“Surprisingly positive,” Raymond Oosterveld – Jarja Floral describes the reactions of farmers to their new color-changing sensors that show the freshness of flowers.
The FMA (Floral Merchandising Aid), serves to determine when floral goods require to cut price for a quick sale. A partially aluminum sensor being put on the retail sleeves shows the vase life of the product — the color turns from gray (full vase life) to yellow (50% vase life).
From concept to reality
“From the greenhouse, we noticed that queries mostly arose from the cold chain and not merchandising properly, as the feature of the flower was normally good.
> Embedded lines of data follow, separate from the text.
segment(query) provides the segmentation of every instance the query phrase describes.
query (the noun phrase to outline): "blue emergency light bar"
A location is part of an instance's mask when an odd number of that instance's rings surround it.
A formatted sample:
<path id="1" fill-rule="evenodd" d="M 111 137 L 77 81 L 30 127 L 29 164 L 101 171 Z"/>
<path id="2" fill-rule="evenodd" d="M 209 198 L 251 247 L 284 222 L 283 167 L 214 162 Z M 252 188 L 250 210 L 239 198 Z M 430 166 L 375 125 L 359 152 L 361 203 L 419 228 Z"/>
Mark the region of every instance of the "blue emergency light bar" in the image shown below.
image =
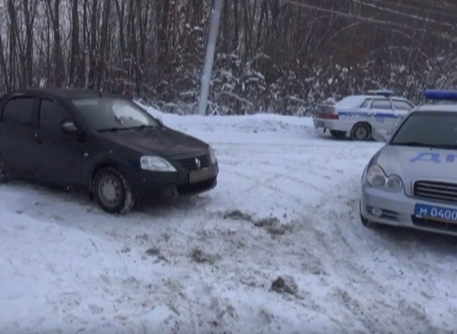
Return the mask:
<path id="1" fill-rule="evenodd" d="M 457 90 L 443 90 L 440 89 L 426 89 L 422 96 L 428 100 L 441 100 L 444 101 L 457 101 Z"/>
<path id="2" fill-rule="evenodd" d="M 389 97 L 394 95 L 393 90 L 389 90 L 388 89 L 375 89 L 371 90 L 367 90 L 366 94 L 370 95 L 381 95 L 385 97 Z"/>

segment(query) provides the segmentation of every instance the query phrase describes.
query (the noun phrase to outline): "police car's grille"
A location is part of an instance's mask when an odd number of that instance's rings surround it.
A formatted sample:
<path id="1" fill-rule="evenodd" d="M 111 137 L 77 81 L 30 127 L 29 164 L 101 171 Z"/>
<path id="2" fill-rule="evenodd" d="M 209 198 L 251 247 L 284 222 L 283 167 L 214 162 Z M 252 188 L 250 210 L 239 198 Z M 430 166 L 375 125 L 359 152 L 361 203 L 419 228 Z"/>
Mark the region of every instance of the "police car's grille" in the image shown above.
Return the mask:
<path id="1" fill-rule="evenodd" d="M 412 196 L 440 202 L 457 203 L 457 183 L 416 181 L 412 186 Z"/>
<path id="2" fill-rule="evenodd" d="M 200 167 L 199 167 L 196 159 L 200 161 Z M 178 162 L 186 170 L 194 170 L 196 169 L 204 168 L 210 166 L 210 154 L 201 155 L 195 157 L 194 158 L 187 158 L 178 160 Z"/>

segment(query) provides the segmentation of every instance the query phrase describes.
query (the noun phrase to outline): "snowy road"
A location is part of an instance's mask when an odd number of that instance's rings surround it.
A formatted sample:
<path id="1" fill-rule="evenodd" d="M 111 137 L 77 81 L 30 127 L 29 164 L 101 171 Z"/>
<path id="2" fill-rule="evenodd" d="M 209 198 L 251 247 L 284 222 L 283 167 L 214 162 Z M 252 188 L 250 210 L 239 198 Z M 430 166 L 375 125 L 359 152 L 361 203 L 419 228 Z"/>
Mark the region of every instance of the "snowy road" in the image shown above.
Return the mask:
<path id="1" fill-rule="evenodd" d="M 0 333 L 454 333 L 456 239 L 367 230 L 378 143 L 310 120 L 164 116 L 213 145 L 218 186 L 124 217 L 0 187 Z M 270 291 L 292 276 L 295 294 Z"/>

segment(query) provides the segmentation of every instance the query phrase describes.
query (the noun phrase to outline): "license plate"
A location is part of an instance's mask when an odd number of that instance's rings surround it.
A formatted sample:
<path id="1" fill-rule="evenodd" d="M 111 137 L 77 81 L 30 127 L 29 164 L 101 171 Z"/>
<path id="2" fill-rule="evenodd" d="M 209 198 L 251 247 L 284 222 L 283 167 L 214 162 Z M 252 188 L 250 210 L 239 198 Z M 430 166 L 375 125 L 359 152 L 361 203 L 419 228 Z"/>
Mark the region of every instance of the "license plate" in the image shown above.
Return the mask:
<path id="1" fill-rule="evenodd" d="M 189 175 L 189 183 L 196 183 L 210 179 L 214 176 L 212 168 L 203 168 L 195 170 Z"/>
<path id="2" fill-rule="evenodd" d="M 419 218 L 457 223 L 457 209 L 449 209 L 426 204 L 416 204 L 415 214 Z"/>

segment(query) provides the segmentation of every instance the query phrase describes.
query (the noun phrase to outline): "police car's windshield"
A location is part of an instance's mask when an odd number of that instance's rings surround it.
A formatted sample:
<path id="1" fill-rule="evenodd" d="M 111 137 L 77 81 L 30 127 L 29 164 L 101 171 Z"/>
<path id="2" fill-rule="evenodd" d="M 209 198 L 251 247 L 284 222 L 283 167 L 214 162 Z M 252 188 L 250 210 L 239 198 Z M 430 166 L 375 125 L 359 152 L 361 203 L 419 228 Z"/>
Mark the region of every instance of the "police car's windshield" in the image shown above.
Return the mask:
<path id="1" fill-rule="evenodd" d="M 149 113 L 128 100 L 95 97 L 75 99 L 72 102 L 81 115 L 97 131 L 160 127 Z"/>
<path id="2" fill-rule="evenodd" d="M 457 149 L 457 113 L 413 113 L 394 134 L 389 145 Z"/>

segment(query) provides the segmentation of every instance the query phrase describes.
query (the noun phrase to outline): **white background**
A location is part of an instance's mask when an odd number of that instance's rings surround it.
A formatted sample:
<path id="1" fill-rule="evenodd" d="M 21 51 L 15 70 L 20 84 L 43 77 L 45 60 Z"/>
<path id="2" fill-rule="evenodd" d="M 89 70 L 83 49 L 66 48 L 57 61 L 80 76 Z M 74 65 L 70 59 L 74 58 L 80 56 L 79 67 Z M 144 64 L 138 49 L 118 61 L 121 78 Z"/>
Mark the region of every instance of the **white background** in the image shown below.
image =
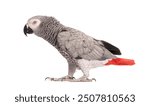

Inefficient inventory management leads to grown waste and troubled costumers. Conclusively margins decline as does revenue. So, we thought to create something that shows the freshness of the flower,” Raymond explains. “We noticed that Evigence Sensors previously had the technique of freshness sensors. That sensor used loaf, meats, fruits, and vegetable packaging. We believed it might use for flowers as well.”
Aluminum eating glue
The sensor created collectively with a retailer. In the example of its performances, it has a yellow tulip with a see-through window so that one can notice the aluminum to which the sticker is joined to. The aluminum fades over the days, and the yellow background will appear. “The method is that the glue diffuses the aluminum. So, if the days completed, the entire tulip changes to yellow. It is adaptable, so if any flower bouquet has a more prolonged shelf life, the sensor supplier gives them a thicker aluminum layer. Then, it will get more days for the glue to diffuse the aluminum.” The ‘eating’ or oxidation process is temperature-dependent: lower temp, slower reaction, higher temp, faster reaction. The sensor for the tulip in the pictures has a 4-day activation length at 15 C or 60 F.